THE MUTE GODS - Silent Mail

15. April 2019

The Mute Gods

THE MUTE GODS - Stille Post

The Mute Gods have already released their third album. Nick Beggs, Roger King and Marco Minnemann are also involved in other time-consuming projects that leave them little time to breathe. The bass and embroidery virtuoso Beggs leads the trio and determines its musical and content orientation. The third album "Atheists And Believers" shows that the former pop star is driven by a political conscience and is anything but mute.

For the fact that Nick Beggs always dresses up so extravagant, at times screamingly funny, he gives himself a surprisingly serious interview and weighs up his statements carefully. It is also unusual for the 57-year-old Englishman to call a quarter of an hour before the agreed appointment just to make sure that the line is open. After the external circumstances have been clarified, a pleasant and fruitful conversation about present and past develops.

eclipsed: You started your career in the early eighties as bassist of the pop band Kajagoogoo, today you are one of the most renowned instrumentalists in prog. How did this transformation come about?

Nick Beggs: If you're in the music business and successful, there are only two options: Either you commit yourself to what you do and try to keep doing it, or you try to change things. Towards the end of the eighties a process began with me. I went into myself and realized that I had to try other things. I then reinvented myself as a session musician, first with pop-oriented projects, then increasingly with more sophisticated music, until at some point I ended up with Steve Hackett. Something like that doesn't happen overnight, you're not a pop star today and you're on stage tomorrow with Hackett. It's been a long process.

eclipsed: Have you ever heard of Kajagoogoo Prog?

Beggs: I grew up in a very musical household, my father was a semi-professional musician who played saxophone in a band. One day he put a drum kit in my room and just disappeared for a very long time. When he showed up again, I could play it. I absorbed music like a sponge. I was into jazz, pop, rock, my parents heard Johnny Cash. One day a friend of mine brought a record with him, it was "Close To The Edge" by Yes. I was thrilled and asked him: What kind of music is this? He said, "It's called progressive rock. That was already a drastic experience.

eclipsed: After years with Steve Hackett and Steven Wilson, you launched your own project in 2014. Did working with them lead you in some way to The Mute Gods?

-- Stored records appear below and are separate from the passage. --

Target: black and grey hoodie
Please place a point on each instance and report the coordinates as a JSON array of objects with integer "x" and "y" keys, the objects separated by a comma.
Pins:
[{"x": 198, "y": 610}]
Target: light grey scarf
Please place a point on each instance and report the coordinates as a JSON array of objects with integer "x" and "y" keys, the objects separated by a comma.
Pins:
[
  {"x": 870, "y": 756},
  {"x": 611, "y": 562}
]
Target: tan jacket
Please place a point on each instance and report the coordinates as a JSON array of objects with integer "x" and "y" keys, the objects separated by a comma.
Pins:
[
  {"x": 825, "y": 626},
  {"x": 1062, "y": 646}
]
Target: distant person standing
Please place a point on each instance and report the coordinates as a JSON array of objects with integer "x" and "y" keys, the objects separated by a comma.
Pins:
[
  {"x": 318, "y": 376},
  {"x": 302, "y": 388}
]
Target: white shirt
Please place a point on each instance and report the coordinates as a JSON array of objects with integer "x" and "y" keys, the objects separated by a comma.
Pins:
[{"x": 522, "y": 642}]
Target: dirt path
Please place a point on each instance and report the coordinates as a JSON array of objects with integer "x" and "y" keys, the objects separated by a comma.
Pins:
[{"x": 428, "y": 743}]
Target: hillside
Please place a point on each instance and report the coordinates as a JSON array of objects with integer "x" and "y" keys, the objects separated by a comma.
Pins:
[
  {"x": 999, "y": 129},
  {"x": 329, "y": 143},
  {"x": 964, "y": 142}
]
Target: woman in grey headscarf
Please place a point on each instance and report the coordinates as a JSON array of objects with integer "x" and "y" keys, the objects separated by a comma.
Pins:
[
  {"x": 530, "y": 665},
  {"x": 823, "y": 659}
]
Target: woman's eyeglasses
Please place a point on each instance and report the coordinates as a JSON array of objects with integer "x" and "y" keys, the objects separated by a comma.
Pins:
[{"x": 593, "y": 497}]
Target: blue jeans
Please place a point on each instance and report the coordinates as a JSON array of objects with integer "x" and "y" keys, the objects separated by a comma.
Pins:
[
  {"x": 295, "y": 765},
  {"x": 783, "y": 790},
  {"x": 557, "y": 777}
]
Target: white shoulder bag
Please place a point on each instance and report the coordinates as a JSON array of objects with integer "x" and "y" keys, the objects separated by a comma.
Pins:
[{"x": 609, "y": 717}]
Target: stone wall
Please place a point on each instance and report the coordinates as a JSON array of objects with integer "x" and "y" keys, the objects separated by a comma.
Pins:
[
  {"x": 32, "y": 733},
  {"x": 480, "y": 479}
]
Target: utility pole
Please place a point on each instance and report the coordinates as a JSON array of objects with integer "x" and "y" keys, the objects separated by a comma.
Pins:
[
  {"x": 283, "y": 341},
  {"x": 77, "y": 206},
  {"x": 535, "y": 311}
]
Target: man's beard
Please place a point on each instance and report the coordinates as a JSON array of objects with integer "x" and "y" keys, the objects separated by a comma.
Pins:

Beggs: I really appreciate their music, but when I write songs I try to get away from it. I don't want to do another Firth Of Fifth. So it's less a musical influence than the awareness of who I am as a musician that they have awakened in me. The Mute Gods is my project. It's actually soloing, but if your name is Nick Beggs, you're not releasing an album under that name. You need a band name that sounds good. And if you used to be a famous pop star, you don't stand up and suddenly record records that nobody will hear anyway. What I want to say is: Through my work with Hackett and Wilson, I have made a name for myself in the prog over the years. People see what I can do and what I do, and that's exactly why I got the label's offer to do something of my own.